Backreferences

Special variables

There are several special variables related to regular expressions.

All these variables are modified when a match occurs, and can be used in any way that other scalar variables can be used.

# this...
my ($match) = m/^(\d+)/;
print $match;

# is equivalent to this:
m/^\d+/;
print $&;

# match the first three words...
m/^(\w+) (\w+) (\w+)/;
print "$1 $2 $3\n";

You can also use $& and other special variables in substitutions:

$string = "It was a dark and stormy night.";
$string =~ s/dark|wet|cold/very $&/;

If you want to use parentheses simply for grouping, and don't want them to set a $1 style variable, you can use a special kind of non-capturing parentheses, which look like (?: ... )

# this only sets $1 - the first two sets of parentheses are non-capturing
m/^(?:\w+) (?:\w+) (\w+)/;

The special variables $1 and so on can be used in substitutions to include matched text in the replacement expression:

# swap first and second words
s/^(\w+) (\w+)/$2 $1/;

However, this is no use in a simple match pattern, because $1 and friends aren't set until after the match is complete. Something like:

my $word = "this";
print if m/($word) $1/;

... will not match "this this". Rather, it will match "this" followed by whatever $1 was set to by an earlier match.

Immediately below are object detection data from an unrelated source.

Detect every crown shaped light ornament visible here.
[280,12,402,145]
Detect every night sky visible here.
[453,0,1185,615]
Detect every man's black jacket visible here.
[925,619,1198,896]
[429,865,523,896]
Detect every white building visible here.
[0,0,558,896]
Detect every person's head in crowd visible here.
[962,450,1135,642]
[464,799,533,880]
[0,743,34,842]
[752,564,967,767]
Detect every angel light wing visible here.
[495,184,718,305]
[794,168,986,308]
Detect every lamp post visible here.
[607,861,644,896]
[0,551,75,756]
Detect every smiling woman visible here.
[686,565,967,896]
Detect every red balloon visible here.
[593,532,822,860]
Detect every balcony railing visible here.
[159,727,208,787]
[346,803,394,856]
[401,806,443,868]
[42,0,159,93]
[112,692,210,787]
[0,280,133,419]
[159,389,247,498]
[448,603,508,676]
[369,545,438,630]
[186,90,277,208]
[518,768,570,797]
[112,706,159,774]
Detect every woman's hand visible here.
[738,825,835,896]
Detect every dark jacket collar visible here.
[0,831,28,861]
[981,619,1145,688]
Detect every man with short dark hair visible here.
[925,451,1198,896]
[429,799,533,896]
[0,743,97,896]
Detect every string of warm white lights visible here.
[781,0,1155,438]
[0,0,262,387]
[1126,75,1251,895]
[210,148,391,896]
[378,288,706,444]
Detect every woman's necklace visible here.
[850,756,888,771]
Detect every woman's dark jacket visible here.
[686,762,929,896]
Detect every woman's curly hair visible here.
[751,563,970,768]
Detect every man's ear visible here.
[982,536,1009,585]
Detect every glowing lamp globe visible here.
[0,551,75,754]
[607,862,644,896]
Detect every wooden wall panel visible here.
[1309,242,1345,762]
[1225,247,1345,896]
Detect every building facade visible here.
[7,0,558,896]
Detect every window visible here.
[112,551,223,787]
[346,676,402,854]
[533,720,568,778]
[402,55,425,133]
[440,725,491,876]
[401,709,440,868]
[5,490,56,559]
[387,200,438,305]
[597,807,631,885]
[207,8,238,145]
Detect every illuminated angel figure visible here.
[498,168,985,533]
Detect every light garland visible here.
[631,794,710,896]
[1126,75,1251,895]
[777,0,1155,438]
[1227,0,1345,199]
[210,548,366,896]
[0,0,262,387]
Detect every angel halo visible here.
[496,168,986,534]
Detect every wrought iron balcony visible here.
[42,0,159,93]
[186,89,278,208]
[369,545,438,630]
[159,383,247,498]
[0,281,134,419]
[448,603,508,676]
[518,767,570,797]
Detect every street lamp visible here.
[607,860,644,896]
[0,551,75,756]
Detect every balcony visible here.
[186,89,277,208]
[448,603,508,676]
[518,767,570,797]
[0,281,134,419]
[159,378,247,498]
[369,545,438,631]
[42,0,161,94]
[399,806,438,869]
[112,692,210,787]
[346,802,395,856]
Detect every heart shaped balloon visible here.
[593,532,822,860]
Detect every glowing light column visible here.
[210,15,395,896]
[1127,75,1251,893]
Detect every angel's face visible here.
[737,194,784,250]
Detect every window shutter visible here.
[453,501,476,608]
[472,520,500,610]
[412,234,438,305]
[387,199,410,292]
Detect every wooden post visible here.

In order to match "this this" we need to use the special regular expression metacharacters \1, \2, etc. These metacharacters refer to parenthesized parts of a match pattern, just as $1 does, but within the same match rather than referring back to the previous match.

my $word = "this";
print if m/($word) \1/;

Exercises

  1. Write a script which swaps the first and the last words on each line (Answer: exercises/answers/firstlast.pl)

  2. Write a script which looks for doubled terms such as "bang bang" or "quack quack" and prints out all occurrences. This script could be used for finding typographic errors in text. (Answer: exercises/answers/double.pl)

Advanced

  1. Modify the above script to work across line boundaries (Answer: exercises/answers/multiline_double.pl)

  2. What about case sensitivity?